Assim, para atender à determinação legal claramente colocada na Constituição, mas também para atender ao aspecto ético-moral exigido pela sociedade, o Controle Externo vê-se compelido, e autorizado, a estender os seus controles e avaliações a níveis de profundidade e abrangência bastante mais amplos que os até então praticados.

Em contrapartida, cresce igualmente a necessidade de se utilizar instrumentos adequados para que o Controle Externo possa responder a essas exigências, e a auditoria operacional é, sem dúvida, um dos instrumentos mais adequados para esse fim.

 

II.3   O Conceito de Auditoria Operacional

Auditoria gerencial, auditoria de programas, auditoria de resultados, auditoria interna moderna, são alguns exemplos da variada terminologia utilizada para designar o que convencionamos chamar de auditoria operacional.

A exemplo das variadas designações, vários são, também, os conceitos de auditoria operacional. Lawrence B. Sayer definiu-a afirmando que ela consiste em fazer o que o presidente da Empresa faria se tivesse tempo e soubesse como fazê-lo (OLACIF, 1981, p. 9).

Já Franklin C. Pinkelman, adaptando essa mesma definição às peculiaridades da auditoria governamental, disse que a Auditoria Operacional Governamental é simplesmente fazer o que os governantes, parlamentares ou titulares de entidades governamentais fariam se tivessem tempo e soubessem como fazê-lo (op. cit., p. 65).

Muitas outras definições foram formuladas:

- a avaliação do rendimento de uma entidade;

- uma atividade interessada no exame e na evolução gerencial e seus controles operacionais;

- uma evolução dos sistemas gerenciais em operação;

- uma avaliação construtiva das alternativas futuras disponíveis para uma organização.

O conceito que mais se aproxima do que se pretende deva ser uma auditoria operacional, dentro do enfoque do Controle Externo, entretanto, é aquele que concebe a Auditoria Operacional como uma avaliação da eficácia de uma entidade em cumprir seus objetivos, programas e metas, e da legalidade, economicidade e eficiência na administração de seus recursos.

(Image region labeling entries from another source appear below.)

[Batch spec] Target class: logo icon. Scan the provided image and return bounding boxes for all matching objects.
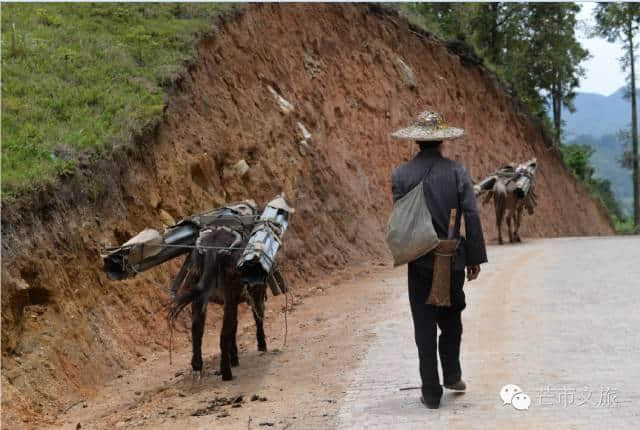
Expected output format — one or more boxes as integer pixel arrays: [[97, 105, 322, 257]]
[[511, 393, 531, 411], [500, 384, 531, 411]]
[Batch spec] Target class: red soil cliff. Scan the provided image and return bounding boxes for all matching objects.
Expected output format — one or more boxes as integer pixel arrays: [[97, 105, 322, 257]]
[[2, 5, 612, 425]]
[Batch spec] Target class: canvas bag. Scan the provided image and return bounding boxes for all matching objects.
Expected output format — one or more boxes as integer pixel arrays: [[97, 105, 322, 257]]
[[387, 166, 440, 267]]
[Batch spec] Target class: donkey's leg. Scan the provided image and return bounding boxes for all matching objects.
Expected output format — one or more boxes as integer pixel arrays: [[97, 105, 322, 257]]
[[513, 206, 524, 242], [191, 300, 207, 374], [251, 286, 266, 352], [496, 204, 504, 245], [229, 312, 240, 367], [507, 211, 513, 243], [220, 285, 238, 381]]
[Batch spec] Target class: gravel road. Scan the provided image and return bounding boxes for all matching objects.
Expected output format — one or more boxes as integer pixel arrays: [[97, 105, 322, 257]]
[[53, 237, 640, 429]]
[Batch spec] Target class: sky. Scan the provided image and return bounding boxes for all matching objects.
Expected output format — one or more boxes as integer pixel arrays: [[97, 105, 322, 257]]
[[577, 2, 626, 96]]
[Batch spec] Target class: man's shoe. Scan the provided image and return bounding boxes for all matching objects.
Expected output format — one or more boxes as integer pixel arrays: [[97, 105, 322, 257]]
[[420, 396, 440, 409], [444, 379, 467, 391]]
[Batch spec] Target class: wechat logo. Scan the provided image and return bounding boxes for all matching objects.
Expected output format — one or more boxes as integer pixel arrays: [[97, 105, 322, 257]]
[[500, 384, 531, 411]]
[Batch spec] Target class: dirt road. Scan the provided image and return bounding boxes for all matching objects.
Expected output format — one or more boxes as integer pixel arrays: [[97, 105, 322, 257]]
[[47, 237, 640, 429]]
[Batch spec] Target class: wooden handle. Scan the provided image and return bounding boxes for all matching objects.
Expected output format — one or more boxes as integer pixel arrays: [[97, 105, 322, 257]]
[[447, 209, 458, 239]]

A dificuldade desse conceito, porém, está em entender qual o significado exato dos termos eficácia, eficiência e economicidade nela empregados.

Uma vez compreendidos esses termos, no entanto, estaremos aptos a assimilar o alcance e a profundidade pretendidos, bem como as dificuldades e a complexidade relacionadas à execução de auditorias operacionais.

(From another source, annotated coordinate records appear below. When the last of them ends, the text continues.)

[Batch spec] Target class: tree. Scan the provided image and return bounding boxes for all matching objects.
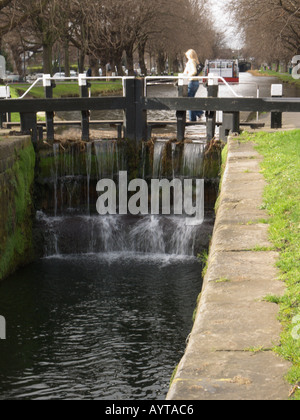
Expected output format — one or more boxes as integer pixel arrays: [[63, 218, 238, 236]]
[[230, 0, 300, 64]]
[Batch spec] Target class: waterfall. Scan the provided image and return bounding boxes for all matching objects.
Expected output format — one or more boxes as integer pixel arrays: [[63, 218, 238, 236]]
[[52, 143, 59, 216], [182, 143, 205, 178], [85, 143, 92, 214], [152, 141, 166, 179], [37, 140, 204, 257], [94, 140, 119, 179], [37, 212, 201, 257]]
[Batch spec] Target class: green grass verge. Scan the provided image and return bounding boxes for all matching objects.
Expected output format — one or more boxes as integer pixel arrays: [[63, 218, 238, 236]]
[[11, 81, 123, 98], [252, 70, 300, 87], [1, 80, 123, 122], [243, 130, 300, 400]]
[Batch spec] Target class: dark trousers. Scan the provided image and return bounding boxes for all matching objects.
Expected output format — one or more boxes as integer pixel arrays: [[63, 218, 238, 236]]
[[188, 80, 204, 121]]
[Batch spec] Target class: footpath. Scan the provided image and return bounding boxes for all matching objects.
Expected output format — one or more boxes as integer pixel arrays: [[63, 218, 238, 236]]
[[167, 114, 300, 400]]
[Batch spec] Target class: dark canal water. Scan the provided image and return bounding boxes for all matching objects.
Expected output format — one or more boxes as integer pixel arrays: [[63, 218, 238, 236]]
[[0, 253, 201, 400]]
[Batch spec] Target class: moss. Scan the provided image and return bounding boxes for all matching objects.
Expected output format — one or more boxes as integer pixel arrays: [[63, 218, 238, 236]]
[[0, 145, 35, 280]]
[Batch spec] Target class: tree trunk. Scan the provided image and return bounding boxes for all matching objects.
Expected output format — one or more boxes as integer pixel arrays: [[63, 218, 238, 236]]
[[78, 50, 85, 73], [64, 41, 70, 77], [157, 51, 166, 74], [43, 44, 52, 75], [125, 44, 134, 76], [138, 40, 147, 76]]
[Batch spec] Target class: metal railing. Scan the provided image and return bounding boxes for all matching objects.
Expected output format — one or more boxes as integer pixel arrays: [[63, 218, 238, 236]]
[[0, 75, 300, 142]]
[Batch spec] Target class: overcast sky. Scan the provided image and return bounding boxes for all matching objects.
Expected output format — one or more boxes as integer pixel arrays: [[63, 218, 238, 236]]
[[208, 0, 242, 49]]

Assim, a perfeita compreensão do significado da auditoria operacional depende, em grande parte, da conceituação clara dos termos que lhes são próprios.

 

II.4   Os três "E" da Auditoria Operacional

Os termos economicidade (ou economia), eficiência e eficácia, embora de aceitação geral e de contarem com uma relativa unanimidade quanto aos seus significados, devem ter, em relação à auditoria operacional, definições bastante precisas que permitam não só a perfeita assimilação desse tipo de auditoria, conforme já ressaltado anteriormente, mas também que evitem o surgimento de quaisquer dúvidas conceituais.

Assim a economicidade pressupõe a obtenção e utilização adequadas dos recursos humanos, materiais e financeiros, os quais devem estar disponíveis nas quantidades necessárias e suficientes e no momento adequado.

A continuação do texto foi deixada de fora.